Anticolonialism is the doctrine that rich countries of the West got rich by invading, occupying and looting poor countries of Asia, Africa and South America. As one of Obama's acknowledged intellectual influences, Frantz Fanon, wrote in The Wretched of the Earth, "The well-being and progress of Europe have been built up with the sweat and the dead bodies of Negroes, Arabs, Indians and the yellow races."

Anticolonialists hold that even when countries secure political independence they remain economically dependent on their former captors. This dependence is called neocolonialism, a term defined by the African statesman Kwame Nkrumah (1909--72) in his book Neocolonialism: The Last Stage of Imperialism. Nkrumah, Ghana's first president, writes that poor countries may be nominally free, but they continue to be manipulated from abroad by powerful corporate and plutocratic elites. These forces of neocolonialism oppress not only Third World people but also citizens in their own countries. Obviously the solution is to resist and overthrow the oppressors. This was the anticolonial ideology of Barack Obama Sr. and many in his generation, including many of my own relatives in India.


Obama Sr. was an economist, and in 1965 he published an important article in the East Africa Journal called "Problems Facing Our Socialism." Obama Sr. wasn't a doctrinaire socialist; rather, he saw state appropriation of wealth as a necessary means to achieve the anticolonial objective of taking resources away from the foreign looters and restoring them to the people of Africa. For Obama Sr. this was an issue of national autonomy. "Is it the African who owns this country? If he does, then why should he not control the economic means of growth in this country?"
What came immediately to mind for me upon reading this was...Pierre Trudeau and the Canadian politics of the 1970s. Canada was said to be a "branchplant economy." This anti-colonial view of the world was the governing view in the Liberal Party as well as in the universities, or certainly at the University of Toronto where I attended. Hence, Trudeau gave us our national oil company, PetroCan. "It's ours!," the commercial told us.
Things have changed since then. They had to. The state became far too top heavy to be economically sustainable, and so governments began slashing budgets. (Did it begin under Jean Chretien, of all people, with Paul Martin as finance minister?). It has certainly proceeded apace under Stephen Harper's leadership.

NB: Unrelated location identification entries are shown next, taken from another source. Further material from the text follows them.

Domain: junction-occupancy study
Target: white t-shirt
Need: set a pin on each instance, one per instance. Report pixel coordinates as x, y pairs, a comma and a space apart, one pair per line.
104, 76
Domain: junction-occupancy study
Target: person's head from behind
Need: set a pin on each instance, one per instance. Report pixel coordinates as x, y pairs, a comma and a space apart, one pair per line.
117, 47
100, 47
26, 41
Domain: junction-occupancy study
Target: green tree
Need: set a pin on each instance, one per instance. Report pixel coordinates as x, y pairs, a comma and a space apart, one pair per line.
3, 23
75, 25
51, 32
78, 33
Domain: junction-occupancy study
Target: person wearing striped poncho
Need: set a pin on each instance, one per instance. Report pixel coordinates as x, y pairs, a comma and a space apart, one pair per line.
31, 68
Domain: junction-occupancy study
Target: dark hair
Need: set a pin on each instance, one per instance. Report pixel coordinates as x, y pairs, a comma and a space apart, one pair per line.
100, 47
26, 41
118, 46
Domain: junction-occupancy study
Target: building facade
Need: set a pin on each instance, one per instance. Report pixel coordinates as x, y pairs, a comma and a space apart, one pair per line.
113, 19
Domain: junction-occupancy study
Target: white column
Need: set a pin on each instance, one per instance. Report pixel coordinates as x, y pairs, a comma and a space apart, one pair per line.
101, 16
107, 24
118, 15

D'Souza (the new president of The King's College, by the way) points out the absurdity of the President of the United States taking this approach to the world, especially in the world as it is developing today.

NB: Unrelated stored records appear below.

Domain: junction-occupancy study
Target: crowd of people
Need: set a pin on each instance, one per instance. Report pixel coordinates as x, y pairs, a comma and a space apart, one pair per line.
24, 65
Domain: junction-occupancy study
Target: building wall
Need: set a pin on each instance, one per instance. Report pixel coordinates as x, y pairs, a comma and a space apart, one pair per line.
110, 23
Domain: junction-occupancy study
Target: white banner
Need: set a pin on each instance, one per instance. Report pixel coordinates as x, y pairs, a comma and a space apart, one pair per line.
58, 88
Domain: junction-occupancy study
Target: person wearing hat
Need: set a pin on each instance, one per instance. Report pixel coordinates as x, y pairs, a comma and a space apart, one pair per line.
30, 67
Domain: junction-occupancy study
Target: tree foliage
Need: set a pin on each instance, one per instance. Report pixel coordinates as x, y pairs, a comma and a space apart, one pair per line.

Colonialism today is a dead issue. No one cares about it except the man in the White House. He is the last anticolonial. Emerging market economies such as China, India, Chile and Indonesia have solved the problem of backwardness; they are exploiting their labor advantage and growing much faster than the U.S. If America is going to remain on top, we have to compete in an increasingly tough environment.


But instead of readying us for the challenge, our President is trapped in his father's time machine. Incredibly, the U.S. is being ruled according to the dreams of a Luo tribesman of the 1950s. This philandering, inebriated African socialist, who raged against the world for denying him the realization of his anticolonial ambitions, is now setting the nation's agenda through the reincarnation of his dreams in his son. The son makes it happen, but he candidly admits he is only living out his father's dream. The invisible father provides the inspiration, and the son dutifully gets the job done. America today is governed by a ghost.

At the same time that it published "How Obama Thinks," Forbes.com also published its list of "The Best Countries for Business." Canada is ranked fourth in the world. The United States has slipped to ninth. Canada is not only prospering, but doing so at the expense of its elephantine American neighbor to the south. It is doing this not by protective state control of the economy, but by the same free enterprise that (among many other factors historical and geographical) gave America its competitive edge. The North American Free Trade Agreement helped. It also helps that there is now an anti-colonialist in the White House hamstringing Canada's competition.